国語施策・日本語教育

HOME > 国語施策・日本語教育 > 国語施策情報 > 第11期国語審議会 > 第83回総会 > 次第

次第 協議〔その3〕

阪倉委員

 わたしは,漢字表はある意味では必要があると思う。ただ現在の当用漢字表について,一般社会の人たちが非常にそぼくに感じていた疑問,それはわたし自身の疑問でもあるが,どういう基準で当用漢字が選ばれたかをもう少し親切に説明する必要があると思う。たとえば,動植物の名称はかな書きにするという原則があるが,なぜ動植物の名称はかな書きにすることが望ましいのか。制限する場合はもちろん,目安とするにしてもなぜかな書きにすることを目安にすべきであるのかという説明が不足していると思う。たとえば,当用漢字表に「犬」という字があって「猫」という字がないが,この「猫」という字がどうしてないのか。あるいは,「松」という字はあるが「杉」とか「柿」とかいう字がない。そこで画数が多いからこれは望ましくないとか,使用度数がどうかとか,あるいは字の形がどうかとかいう説明がつくなら,一般社会の人たちは当用漢字表にもう少し信用を置き,なるほど使わないほうがいいのだと納得すると思う。現在のところ,どういう基準で選ばれたのが当用漢字かということが必ずしも徹底していない。そこで,この点について従来もいろいろ議論があったと思うので,もし御説明いただければありがたい。

古賀副会長

 ただ今までの各委員の意見に関連して,ちょっと補足的に申し上げておいたほうが御参考になるのではないかと思う点を2,3申し上げたい。これまでに木内委員,会長,それに前期も委員をされていた志田委員などの発言を伺い,みなさんに御参考になった点がたくさんあると思う。しかし,これはわたしが整理委員会に同席したときにも多少申し上げたことであるが,わたしが心配していた点が少しあらわれてきたと思う。
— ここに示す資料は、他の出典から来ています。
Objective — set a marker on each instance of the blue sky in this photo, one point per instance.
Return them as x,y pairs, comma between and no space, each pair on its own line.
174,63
というのは,実は運営委員会でも問題になったことだが,問題の所在をこの総会で十分御討議願い,みなさんからの発言があったものを整理してその上でもう少し詰めないと,将来作業する場合に,専門家のかたがたに専門的に詰めていただくときに,このままではちょっと仕事がやりにくい。だから,たとえばいま阪倉委員がおっしゃったような点をはっきりさせ,こういう方針でこしらえたものだとか,こういう意味の目安だとかということが書いてないと困るという御意見があれば,そういう方向に向かってやっていただけるということの議論がわたしは必要ではないかと思う。
 従来いろいろな点を非常に苦心してお作りになったことはよく存じているが,そういう意味でこの改定音訓表の前文を繰り返し読んでみると,先ほど志田委員から御説明があったように,わたしはたいへんよくできていると思う。しかし,まだこれでは舌足らずだからもっと細かく,こういう点をこういうふうに説明する必要があるというような御意見があれば,それをここでまとめていただき,それから実際の作業が必要であればそれをやっていただくということにしないと,ややもすると,なにかこういう資料をもとにしてお話があると,これが起草委員会のようなものがこしらえた原案であるかのような印象を与えるため,それに対する御質問がいろいろ出て,これはどうするつもりだというようなお話が出る。しかし,これはあくまでも整理委員会の役目として各委員の意見をこの程度に整理したというだけのことであるから,御覧のとおりまだ非常にばく然としたものである。したがって,この点はこうしてほしいという御注文をたくさん出していただき,これをもっと包括していただくようにしないと,ここでただ,整理委員会のやったことを批判したり質問したりしているだけにとどまると,こんどは専門的なことをやっていただく段階でも,そこまでやったことをただここで承認するかしないかという話になってしまい,この総会が大事な基本方針をこしらえ,その方針に従って作業をしてもらうという最初の構想がくつがえるおそれがある。前の経験からもその点は十分気をつけてやっていただき,いろいろな御意見があればみなさんで十分それを討議し,そこで出たいろいろな問題をじょうずに整理して,この点はこちらを立てればあちらが立たなくなるとか,あるいはこの点はこういう盲点があって,それをもっと詰めないと先の仕事はできそうにないとかいうことを整理委員会で整理していただく。それが整理委員会の役目だとわたしは理解している。そういった意味で,質問の形で言われたことに対してそれはおかしいとわたしが申し上げているではないが,その点をぜひお忘れないように。みなさんが今後,審議会の基本方針についてどんどん意見を出されることがわたしはぜったいに必要だというふうに思うので,その点を気づいたまま申し上げたしだいである。

岡村委員

 わたしは先ほどの志田委員の意見に全く共鳴し,同感するものであるが,たまたまいま副会長からも,何か焦点を絞ってやっていくほうがよくないかというような意見があり,わたしは先ほどから意見を承っていて,こういうような,ばらばらの思いつき式な言いたい放題のようなことをいつまで続けていっても何も結論が出ないのではないかと思う。そこで,だいたい主査と副主査を中心にして,ここにきょう出されている問題について,たとえば逐条審議のような形で一つずつ取り上げて,一つずつかたづけていくということができないものか,もしそういうことができるならそうしていただきたいということをお願いする。

森岡委員

 わたしはいちばん最初に御質問したが,副会長が御心配になっているような意味はぜんぜんない。ただわからないところを伺っただけである。それからきょうの議論はわりに焦点が合っているとは思っても,ばらばらだという感じはしていないわけである。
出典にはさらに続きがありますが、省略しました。